In recent years for instance, a multinational industrials business paid the US Securities and Exchange Commission and Department of Justice millions of dollars in fines to settle FCPA offenses relating to the payment of bribes by its intermediaries to officials in various jurisdictions over a period of several years. There had been allegations of wrong-doing by the intermediaries in the public domain years before the company was investigated, which ongoing monitoring would have identified a lot sooner and allowed the company to cease – or more tightly control – its relationship prior to the damage being inflicted on the company itself.
4. Does your organisation have central oversight over the TPDD approach?
Is there sufficient SME specialism to deal with the outputs of any TPDD activities? While some organisations closely control and manage TPDD activities centrally, others devolve responsibility to their regional businesses. In our experience, while regional teams can add invaluable jurisdictional insight into the TPDD process (for example in terms of which individuals should be included and the risk profile and areas of focus of certain local third parties), some level of central oversight is vital to ensure consistency across the process and to avoid the temptation for certain local business to perform less meaningful due diligence activities to ensure revenue generating activities are not “undermined”. This does not mean a single standard methodology should be employed across the world – indeed it is vital that for higher risk third parties TPDD is done using meaningful local data sources and by individuals who understand jurisdictional nuances - but where different approaches are taken across regions this should be a deliberate approach.
A centralised ownership approach to TPDD also allows for consistency and accountability in any required remediation activities, for example in responding to TPDD that identifies allegations of corruption or other risks. In turn, it is essential that those dealing with such issues have adequate understanding of the applicable regulatory frameworks to ensure that these items are dealt with adequately.

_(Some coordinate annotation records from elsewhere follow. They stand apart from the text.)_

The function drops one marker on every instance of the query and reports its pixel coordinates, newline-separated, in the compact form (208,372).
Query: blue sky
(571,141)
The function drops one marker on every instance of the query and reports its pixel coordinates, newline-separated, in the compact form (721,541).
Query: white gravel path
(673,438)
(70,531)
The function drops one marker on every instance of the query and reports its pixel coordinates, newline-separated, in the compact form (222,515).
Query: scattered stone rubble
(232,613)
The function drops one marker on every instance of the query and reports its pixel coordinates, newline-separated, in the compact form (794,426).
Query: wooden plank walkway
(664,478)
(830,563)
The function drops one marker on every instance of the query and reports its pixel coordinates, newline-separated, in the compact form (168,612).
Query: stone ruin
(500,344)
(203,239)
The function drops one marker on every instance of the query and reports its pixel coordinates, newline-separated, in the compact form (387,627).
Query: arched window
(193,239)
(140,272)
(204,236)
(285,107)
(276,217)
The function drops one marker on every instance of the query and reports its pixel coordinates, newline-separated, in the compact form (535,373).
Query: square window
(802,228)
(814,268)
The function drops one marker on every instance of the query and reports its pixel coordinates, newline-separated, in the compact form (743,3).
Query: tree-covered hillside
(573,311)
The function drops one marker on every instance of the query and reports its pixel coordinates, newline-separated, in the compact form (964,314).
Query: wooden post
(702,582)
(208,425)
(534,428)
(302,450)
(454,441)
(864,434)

5. Have you defined your red lines from a risk perspective?
Another important component of a successful TPDD approach is understanding your organisation's risk appetite, defining deal killers and having a clear process in place to deal with the results of the due diligence risk assessments as well as any noncompliant third parties. It is key that action is taken where required to minimise exposure to risk, not least because, should something go wrong, being aware of specific risks and not acting on these will not be viewed positively by any regulators.
6. Are you using technology to enhance the value, efficiency and costeffectiveness of TPDD activities?

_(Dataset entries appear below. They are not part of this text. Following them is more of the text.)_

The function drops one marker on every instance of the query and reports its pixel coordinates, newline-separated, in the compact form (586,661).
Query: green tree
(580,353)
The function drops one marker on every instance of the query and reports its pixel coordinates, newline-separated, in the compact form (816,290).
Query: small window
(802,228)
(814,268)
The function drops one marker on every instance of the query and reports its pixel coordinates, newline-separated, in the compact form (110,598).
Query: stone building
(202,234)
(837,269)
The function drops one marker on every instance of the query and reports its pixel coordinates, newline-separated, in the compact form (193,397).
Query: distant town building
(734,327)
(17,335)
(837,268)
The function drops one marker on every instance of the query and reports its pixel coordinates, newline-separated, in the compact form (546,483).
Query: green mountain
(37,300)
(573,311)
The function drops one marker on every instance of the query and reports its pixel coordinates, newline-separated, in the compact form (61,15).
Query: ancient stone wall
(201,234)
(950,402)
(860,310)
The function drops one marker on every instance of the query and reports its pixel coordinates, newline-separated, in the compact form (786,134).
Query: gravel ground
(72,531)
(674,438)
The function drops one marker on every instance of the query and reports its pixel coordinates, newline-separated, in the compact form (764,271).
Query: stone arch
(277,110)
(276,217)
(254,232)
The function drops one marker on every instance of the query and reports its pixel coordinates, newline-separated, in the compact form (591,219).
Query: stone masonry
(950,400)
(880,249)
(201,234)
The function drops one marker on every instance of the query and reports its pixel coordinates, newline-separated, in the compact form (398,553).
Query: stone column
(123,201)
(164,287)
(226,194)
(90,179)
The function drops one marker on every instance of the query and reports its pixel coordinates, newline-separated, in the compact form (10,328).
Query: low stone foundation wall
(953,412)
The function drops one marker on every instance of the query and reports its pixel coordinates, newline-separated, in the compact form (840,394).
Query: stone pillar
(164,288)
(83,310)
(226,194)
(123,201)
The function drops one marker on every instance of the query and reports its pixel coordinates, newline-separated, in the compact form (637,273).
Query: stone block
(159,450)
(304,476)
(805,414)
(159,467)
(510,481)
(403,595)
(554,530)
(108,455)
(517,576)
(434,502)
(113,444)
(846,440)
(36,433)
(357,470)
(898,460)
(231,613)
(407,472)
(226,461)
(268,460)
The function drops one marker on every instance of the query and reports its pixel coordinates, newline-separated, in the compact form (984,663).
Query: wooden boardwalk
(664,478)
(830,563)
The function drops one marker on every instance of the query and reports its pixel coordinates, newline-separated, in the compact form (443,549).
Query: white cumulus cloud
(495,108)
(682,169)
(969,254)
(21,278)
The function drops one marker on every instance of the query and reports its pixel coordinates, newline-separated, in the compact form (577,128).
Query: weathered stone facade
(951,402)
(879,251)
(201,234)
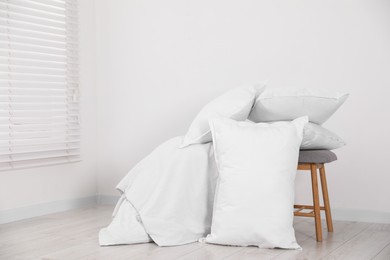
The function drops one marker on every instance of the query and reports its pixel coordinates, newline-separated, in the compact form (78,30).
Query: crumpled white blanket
(167,197)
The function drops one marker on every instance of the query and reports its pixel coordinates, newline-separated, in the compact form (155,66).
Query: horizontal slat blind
(39,108)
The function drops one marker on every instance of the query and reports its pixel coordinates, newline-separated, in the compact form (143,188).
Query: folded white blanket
(169,194)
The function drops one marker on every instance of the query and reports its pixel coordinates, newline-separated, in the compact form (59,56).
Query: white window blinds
(39,112)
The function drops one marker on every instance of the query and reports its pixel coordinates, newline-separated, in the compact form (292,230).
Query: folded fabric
(316,137)
(282,104)
(236,104)
(170,193)
(125,228)
(254,197)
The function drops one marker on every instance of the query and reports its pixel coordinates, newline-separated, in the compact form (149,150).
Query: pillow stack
(284,104)
(257,158)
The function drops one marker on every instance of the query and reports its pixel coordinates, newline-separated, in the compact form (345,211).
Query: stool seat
(316,156)
(313,160)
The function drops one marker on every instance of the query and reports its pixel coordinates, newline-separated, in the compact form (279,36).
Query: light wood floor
(73,235)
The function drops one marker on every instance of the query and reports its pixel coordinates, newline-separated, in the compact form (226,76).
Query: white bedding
(167,197)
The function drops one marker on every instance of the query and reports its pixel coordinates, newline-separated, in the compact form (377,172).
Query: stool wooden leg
(316,201)
(325,195)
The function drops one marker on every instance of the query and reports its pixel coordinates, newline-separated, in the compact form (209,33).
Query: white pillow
(318,137)
(236,104)
(289,103)
(254,199)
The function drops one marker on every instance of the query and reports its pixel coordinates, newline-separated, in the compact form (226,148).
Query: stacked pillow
(260,104)
(257,158)
(235,104)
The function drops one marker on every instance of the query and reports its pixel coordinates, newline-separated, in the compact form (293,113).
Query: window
(39,111)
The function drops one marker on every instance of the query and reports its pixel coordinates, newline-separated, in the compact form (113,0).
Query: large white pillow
(254,199)
(236,104)
(318,137)
(289,103)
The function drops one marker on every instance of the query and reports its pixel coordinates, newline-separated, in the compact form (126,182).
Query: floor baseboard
(11,215)
(37,210)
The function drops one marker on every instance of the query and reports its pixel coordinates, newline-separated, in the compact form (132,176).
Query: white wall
(21,188)
(159,62)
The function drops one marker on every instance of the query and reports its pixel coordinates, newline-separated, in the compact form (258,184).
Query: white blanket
(167,197)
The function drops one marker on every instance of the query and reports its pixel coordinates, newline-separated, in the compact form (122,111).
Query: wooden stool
(311,160)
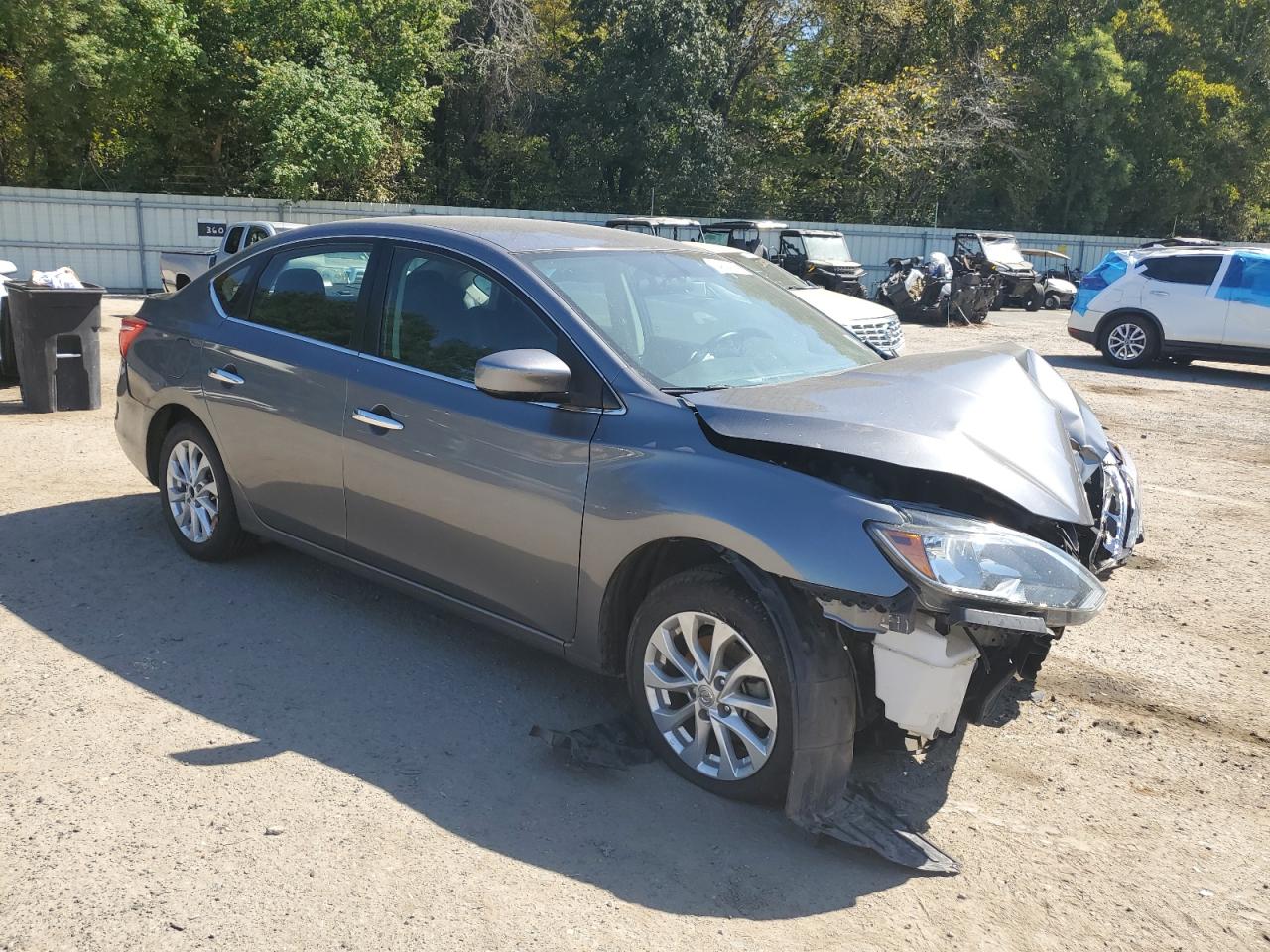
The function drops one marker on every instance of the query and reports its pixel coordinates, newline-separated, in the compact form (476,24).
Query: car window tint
(1247,280)
(443,315)
(230,290)
(313,293)
(1184,270)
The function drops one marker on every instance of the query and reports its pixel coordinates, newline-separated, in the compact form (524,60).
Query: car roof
(513,235)
(651,220)
(760,223)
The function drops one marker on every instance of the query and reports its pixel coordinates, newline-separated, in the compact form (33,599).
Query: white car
(874,324)
(1179,303)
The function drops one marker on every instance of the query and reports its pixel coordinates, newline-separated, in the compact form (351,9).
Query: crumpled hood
(998,416)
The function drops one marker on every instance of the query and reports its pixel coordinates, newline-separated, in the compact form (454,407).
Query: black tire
(226,538)
(720,594)
(1130,327)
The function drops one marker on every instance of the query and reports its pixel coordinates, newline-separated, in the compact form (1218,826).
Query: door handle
(225,375)
(373,419)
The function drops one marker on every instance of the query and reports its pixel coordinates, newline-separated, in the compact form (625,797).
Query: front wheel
(1130,341)
(710,683)
(197,500)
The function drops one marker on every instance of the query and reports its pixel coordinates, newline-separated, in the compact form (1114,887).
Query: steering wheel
(729,336)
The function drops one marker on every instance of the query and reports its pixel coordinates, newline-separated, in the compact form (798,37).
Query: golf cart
(746,234)
(1006,259)
(674,229)
(822,258)
(1055,287)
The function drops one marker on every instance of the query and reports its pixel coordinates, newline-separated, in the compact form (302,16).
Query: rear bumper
(131,422)
(1087,336)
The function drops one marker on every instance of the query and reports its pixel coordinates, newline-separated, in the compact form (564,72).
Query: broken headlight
(952,558)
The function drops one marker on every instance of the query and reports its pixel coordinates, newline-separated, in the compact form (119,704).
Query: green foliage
(1107,116)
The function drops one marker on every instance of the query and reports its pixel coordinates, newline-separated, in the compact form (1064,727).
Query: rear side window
(1247,280)
(313,293)
(1109,271)
(231,290)
(1184,270)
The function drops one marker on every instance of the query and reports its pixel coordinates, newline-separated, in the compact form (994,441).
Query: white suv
(1180,303)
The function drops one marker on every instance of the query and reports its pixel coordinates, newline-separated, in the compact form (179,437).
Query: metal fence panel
(114,239)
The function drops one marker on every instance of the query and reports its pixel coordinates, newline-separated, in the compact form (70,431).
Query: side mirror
(522,375)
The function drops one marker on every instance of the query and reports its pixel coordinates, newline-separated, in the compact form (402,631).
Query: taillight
(128,330)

In addition to the abovementioned developments on automated ongoing monitoring, we have seen many clients’ ability to successfully manage TPDD and TPRM enhanced by tech-enabled TPRM platforms that automate actions (such as populating questionnaires; risk segmentation activities; remediation activities), ensuring that key risks are not missed; allowing your internal specialists to avoid admin tasks and focus on what is important; and also helping with the central oversight point set out above. There are now a number of different tools that can be configured specifically to your organisations needs which many companies operating in emerging markets are now utilising to their benefit.